I don't have a lot of time to cook usually. Lately I've been so busy, I don't have time to do most things. We're growing a small business, and it's hard to work full time, and then have that to do too...but I have been trying to make more meals, meals that don't come out of packages. One of my goals for this year is to eat more vegetables. We do eat them, but they tend to be the same ones...in the same dishes...and it gets very boring. So, as busy as I have been, I'm proud that I have still been able to add more veggies to the mix. And recently, our favorite way to eat them has been like this:

Roast Vegetables
Ingredients:
1. selection of vegetables. I've been using a combination of Japanese pumpkin, potato, carrot, red pepper (capsicum), red & white onions, garlic, sweet potato...
2. olive oil
3. seasonings, such as rosemary, salt, pepper, garlic, sometimes I also add balsamic vinegar, etc...




Method:
1. Preheat over to 450°F / 230°C
2. Cut up all vegetables to about the same size. I usually cut up red pepper a little larger so it doesn't get too soggy. You could always add softer veggies a little later in the baking process.
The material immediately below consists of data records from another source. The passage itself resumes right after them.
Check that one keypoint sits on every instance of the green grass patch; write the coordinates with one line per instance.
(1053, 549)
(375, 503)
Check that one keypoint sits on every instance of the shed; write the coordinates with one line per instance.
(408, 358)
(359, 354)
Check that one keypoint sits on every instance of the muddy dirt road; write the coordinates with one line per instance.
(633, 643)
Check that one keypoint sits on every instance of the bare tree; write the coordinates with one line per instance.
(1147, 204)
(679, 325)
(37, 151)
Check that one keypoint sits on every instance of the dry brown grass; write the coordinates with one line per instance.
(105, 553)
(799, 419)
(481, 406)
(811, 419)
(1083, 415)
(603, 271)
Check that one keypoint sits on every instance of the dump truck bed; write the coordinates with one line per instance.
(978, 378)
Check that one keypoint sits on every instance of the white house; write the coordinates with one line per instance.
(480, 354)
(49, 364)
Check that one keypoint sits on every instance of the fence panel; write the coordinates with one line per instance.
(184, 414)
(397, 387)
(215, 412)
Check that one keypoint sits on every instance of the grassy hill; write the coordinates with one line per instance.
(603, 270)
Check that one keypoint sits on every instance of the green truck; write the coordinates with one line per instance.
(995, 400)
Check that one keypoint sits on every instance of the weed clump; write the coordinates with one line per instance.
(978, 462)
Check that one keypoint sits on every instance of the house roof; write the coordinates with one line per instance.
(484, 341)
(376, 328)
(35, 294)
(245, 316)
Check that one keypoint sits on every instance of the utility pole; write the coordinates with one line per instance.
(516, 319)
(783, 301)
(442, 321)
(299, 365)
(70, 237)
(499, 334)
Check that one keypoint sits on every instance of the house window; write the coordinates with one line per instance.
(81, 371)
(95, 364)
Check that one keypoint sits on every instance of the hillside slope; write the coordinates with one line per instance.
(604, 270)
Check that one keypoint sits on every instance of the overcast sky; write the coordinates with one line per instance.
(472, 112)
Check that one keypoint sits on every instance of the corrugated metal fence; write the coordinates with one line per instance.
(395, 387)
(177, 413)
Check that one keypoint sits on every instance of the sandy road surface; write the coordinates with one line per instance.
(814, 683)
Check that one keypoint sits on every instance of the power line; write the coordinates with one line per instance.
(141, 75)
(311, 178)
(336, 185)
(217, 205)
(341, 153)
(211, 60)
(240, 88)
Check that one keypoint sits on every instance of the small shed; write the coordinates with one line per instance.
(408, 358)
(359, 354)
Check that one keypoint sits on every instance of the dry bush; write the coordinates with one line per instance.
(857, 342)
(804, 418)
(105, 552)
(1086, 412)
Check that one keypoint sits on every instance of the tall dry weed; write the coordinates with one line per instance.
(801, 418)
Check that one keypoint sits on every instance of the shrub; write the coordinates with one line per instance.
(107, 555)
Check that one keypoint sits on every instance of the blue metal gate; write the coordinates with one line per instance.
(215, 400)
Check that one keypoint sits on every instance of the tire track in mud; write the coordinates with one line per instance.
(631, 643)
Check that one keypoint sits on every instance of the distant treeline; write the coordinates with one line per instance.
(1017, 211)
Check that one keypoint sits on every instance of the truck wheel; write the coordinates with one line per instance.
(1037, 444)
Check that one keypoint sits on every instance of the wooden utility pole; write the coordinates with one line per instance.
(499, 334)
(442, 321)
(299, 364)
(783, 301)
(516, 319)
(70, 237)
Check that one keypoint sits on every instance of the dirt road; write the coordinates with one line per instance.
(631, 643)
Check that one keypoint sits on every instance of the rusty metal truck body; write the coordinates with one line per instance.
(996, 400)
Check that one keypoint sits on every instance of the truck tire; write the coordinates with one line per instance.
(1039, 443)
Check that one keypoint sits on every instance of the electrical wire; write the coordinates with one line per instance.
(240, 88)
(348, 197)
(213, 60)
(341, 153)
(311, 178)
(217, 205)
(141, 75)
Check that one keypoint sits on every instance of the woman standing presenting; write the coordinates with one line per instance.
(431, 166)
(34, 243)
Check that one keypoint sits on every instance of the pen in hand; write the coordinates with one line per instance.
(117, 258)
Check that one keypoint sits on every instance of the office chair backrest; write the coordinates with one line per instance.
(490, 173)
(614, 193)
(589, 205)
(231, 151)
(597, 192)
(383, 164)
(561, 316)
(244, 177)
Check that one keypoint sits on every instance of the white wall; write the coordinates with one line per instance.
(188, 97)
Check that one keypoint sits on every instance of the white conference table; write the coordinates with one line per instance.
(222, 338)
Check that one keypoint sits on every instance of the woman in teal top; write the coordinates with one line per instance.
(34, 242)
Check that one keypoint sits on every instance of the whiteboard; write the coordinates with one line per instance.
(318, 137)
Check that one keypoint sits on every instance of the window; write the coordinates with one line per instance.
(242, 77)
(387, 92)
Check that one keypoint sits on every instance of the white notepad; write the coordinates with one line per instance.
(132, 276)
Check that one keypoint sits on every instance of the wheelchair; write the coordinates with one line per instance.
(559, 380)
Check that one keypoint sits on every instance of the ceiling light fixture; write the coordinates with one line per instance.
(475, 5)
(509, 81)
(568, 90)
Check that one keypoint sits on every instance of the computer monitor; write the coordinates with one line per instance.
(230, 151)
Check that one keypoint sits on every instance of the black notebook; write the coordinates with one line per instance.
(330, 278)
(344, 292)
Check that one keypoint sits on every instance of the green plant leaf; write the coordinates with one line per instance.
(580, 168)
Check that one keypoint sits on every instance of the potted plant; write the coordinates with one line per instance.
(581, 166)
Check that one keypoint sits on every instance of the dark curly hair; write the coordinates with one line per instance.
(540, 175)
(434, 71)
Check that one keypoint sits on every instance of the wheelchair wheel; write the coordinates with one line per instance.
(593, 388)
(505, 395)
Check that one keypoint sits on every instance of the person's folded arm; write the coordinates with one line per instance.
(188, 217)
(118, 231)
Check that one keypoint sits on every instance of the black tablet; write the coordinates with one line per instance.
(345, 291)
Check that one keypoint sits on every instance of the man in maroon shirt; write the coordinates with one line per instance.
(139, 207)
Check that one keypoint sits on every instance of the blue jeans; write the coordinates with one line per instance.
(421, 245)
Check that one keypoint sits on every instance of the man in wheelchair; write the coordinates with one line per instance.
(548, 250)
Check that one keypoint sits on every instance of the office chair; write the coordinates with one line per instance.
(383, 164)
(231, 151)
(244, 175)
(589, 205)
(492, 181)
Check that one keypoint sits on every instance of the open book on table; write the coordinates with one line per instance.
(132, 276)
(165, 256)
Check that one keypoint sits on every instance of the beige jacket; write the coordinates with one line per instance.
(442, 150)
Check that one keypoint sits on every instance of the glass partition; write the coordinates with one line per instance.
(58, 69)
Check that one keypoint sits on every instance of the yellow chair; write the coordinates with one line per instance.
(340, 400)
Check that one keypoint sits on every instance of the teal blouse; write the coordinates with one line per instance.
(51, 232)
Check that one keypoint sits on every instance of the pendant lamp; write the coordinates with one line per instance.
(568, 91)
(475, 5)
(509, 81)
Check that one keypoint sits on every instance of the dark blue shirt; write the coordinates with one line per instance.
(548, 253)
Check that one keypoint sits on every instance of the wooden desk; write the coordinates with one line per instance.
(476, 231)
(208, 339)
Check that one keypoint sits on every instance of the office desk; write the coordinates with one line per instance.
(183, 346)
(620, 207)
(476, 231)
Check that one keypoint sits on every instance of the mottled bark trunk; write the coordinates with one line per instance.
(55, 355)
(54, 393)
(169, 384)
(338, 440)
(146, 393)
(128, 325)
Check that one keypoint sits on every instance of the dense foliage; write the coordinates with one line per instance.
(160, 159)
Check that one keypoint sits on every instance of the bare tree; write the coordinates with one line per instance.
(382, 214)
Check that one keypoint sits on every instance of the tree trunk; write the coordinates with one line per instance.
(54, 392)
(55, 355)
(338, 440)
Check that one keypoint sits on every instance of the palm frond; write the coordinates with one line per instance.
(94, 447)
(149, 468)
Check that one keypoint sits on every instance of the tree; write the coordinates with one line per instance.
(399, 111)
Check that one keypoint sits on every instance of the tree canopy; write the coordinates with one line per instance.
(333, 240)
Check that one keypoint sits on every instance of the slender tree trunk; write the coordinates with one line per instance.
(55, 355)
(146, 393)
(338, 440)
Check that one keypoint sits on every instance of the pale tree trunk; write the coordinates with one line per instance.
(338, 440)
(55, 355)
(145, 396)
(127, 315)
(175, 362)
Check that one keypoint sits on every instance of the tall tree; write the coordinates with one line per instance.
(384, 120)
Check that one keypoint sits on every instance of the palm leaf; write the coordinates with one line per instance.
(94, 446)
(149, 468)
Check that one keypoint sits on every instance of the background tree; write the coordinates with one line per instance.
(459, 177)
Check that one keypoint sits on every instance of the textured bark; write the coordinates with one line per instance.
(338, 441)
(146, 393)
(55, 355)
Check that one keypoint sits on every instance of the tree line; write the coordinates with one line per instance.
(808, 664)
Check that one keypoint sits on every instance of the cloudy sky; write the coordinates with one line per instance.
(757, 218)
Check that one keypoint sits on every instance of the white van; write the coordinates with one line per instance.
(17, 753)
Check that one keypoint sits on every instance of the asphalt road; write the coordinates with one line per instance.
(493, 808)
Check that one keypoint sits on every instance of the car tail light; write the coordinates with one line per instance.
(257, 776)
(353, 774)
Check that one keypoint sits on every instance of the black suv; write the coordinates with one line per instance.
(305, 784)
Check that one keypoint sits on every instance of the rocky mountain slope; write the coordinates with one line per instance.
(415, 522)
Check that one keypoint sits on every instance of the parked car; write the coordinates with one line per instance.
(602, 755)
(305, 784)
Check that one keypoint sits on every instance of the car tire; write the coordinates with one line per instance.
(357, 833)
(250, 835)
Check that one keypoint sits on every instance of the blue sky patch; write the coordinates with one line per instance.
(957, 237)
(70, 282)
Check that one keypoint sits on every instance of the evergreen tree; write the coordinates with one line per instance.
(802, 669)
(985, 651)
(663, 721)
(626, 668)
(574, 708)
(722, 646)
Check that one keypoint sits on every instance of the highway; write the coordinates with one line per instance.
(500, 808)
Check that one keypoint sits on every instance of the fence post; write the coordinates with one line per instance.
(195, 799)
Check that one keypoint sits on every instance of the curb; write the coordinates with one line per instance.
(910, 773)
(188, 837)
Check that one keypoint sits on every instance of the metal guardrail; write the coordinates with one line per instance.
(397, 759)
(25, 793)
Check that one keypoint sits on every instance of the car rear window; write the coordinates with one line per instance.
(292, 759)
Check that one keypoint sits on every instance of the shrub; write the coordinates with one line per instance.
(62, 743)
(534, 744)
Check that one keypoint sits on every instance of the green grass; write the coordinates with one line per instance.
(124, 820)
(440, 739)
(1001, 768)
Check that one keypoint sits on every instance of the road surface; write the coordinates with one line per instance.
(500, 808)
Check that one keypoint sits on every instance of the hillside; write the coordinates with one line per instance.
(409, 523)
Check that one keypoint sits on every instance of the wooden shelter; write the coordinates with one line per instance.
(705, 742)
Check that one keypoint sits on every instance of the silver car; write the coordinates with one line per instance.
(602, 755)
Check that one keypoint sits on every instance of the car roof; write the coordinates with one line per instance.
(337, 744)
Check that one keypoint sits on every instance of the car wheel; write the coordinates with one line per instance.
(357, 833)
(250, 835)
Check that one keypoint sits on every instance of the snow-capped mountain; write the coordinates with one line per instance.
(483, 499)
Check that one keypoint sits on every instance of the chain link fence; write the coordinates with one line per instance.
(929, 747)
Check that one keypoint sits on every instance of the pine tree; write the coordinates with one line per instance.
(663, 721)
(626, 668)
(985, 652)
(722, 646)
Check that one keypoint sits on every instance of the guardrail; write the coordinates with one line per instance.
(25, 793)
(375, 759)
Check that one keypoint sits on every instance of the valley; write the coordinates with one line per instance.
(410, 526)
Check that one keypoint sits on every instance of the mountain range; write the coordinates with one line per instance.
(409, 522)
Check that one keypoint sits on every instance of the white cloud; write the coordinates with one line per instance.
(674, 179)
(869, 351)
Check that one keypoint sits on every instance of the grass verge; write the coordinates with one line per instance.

3. Pat dry with a paper towel to get most of the surface moisture off the veggies.
4. Throw into a bowl, and add your oil and seasonings. (To make a tray of veggies, I end up using about a 1/4 cup of oil, but this varies. I probably use about 1 tsp salt, 1/2 tsp pepper, and 1-2 tsp rosemary, but do whatever you feel like. I added about 1 tbsp balsamic vinegar to the mix in these photos).
5. Add some crushed garlic. I usually just lay a wide bladed knife over the garlic bulbs, and pound the knife to break the bulbs. Peel off the wrapping, and then cut into smaller pieces if you want.
6. Mix to coat veggies, and spread on a baking tray or dish in a single layer. You'll need to roast the veggies for about 45mins to an hour, checking on them every 15 minutes, and stirring them.